This year for the first time since its kick-off in 1997, there will be no Minsk Forum conference. The international conference, bringing together representatives of Belarusian and international political and economic organisations once a year in Minsk, has been the biggest international conference of its kind for many years.

Having started on a small scale 14 years ago, the conference has grown and has been a significant fixed point for everybody working with Belarus. Every year in late autumn, state and non-state actors involved with Belarus would meet in Minsk to discuss projects, take part in panels and network.

For several years, it has been a mirror of the changing relations between the EU and its neighbours. In recent years, the Head of the Presidential Administration of Belarus, Vladimir Makej, was the keynote speaker of the conference. Last year, the German and Polish Ministers of foreign affairs even came to Minsk and met with Aliaksandr Lukashenka right before the Minsk Forum. This was symbolic for the Minsk Forum: it aimed to serve as a platform for dialogue between state and non-state actors and to bring together those who would rarely meet in Belarus under the current circumstances.

The fact that the German-Belarusian Society and its partners have now decided not to organise a Minsk Forum this year shows that EU-Belarus relations are at an all-time low this year. In the past, German political foundations served as sponsors of the forum. After the events of the 2010 presidential elections, political repressions and broken political relations between the EU and Belarus on a high-scale level, coming together in Minsk for the conference is no longer an option.

“Organising a conference which will involve the meeting of politicians from Germany and other EU countries with their counterparts from Belarus is not possible at the given point of time”, the President of the German-Belarusian Society, Prof. Rainer Lindner, states in the press release.

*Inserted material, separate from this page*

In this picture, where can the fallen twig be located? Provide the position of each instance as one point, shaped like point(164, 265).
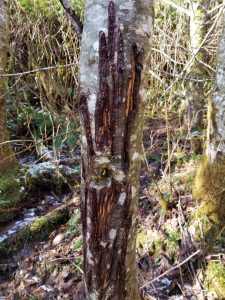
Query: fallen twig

According to the organisation, dialogue will only be possible after all political prisoners in Belarus have been released. However, the partners of Minsk Forum committed to do their best to keep up the partnership with Belarusian civil society. Cancellation of the conference this year shows that the time of pretence is over. A clear message had been sent – not by the EU or the German government itself – but by those organising the conference, those who drive German-Belarusian relations. It is no longer possible — and there is no longer a wish — to overlook the violations of human rights in Belarus for the sake of taking a common picture with Uladzimir Makej, the chief of Lukashenka's administration, and Roland Pofalla the Chief of Staff of the German Chancellery, as it has been the case during the last years.

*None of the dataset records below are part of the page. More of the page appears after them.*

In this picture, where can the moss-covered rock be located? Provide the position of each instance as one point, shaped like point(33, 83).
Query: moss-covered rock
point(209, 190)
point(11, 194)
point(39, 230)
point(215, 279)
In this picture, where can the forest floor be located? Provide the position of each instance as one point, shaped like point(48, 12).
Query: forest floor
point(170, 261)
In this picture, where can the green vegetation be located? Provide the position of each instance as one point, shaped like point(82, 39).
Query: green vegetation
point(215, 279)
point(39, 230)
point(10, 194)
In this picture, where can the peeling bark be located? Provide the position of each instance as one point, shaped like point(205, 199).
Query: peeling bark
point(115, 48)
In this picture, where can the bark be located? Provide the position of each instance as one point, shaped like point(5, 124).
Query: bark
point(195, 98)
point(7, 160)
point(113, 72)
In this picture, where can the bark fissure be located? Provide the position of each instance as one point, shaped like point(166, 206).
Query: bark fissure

While it is of course regrettable that the conference is not going to take place this year because of the political situation, it could also be seen as a chance for those involved in its organisation. In recent years, although the number of participants was still growing, a sense of saturation could be felt among the participants.

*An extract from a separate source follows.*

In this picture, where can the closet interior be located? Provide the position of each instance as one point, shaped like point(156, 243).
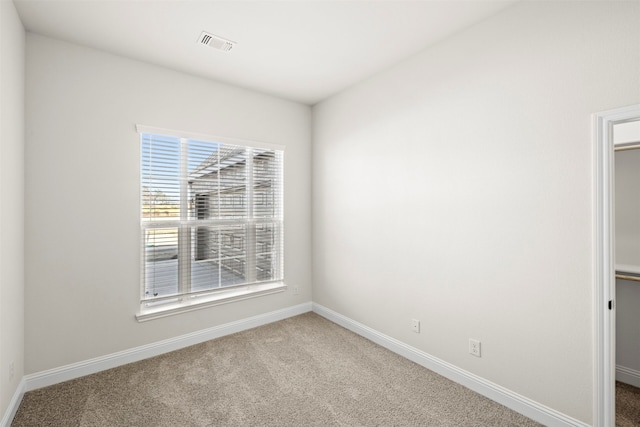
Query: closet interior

A shift towards economic topics and a growing number of economic representatives tended to prevent the conference from being what it was so highly valued for: a forum for those who want to move things in Belarus, who have a chance to meet once a year and come up with projects, discuss in a free atmosphere and to be heard by those people they would not reach under normal circumstances.

Hopefully, the German and the Belarusian side will take one year to think about how cooperation could look in the future and to adjust their priorities.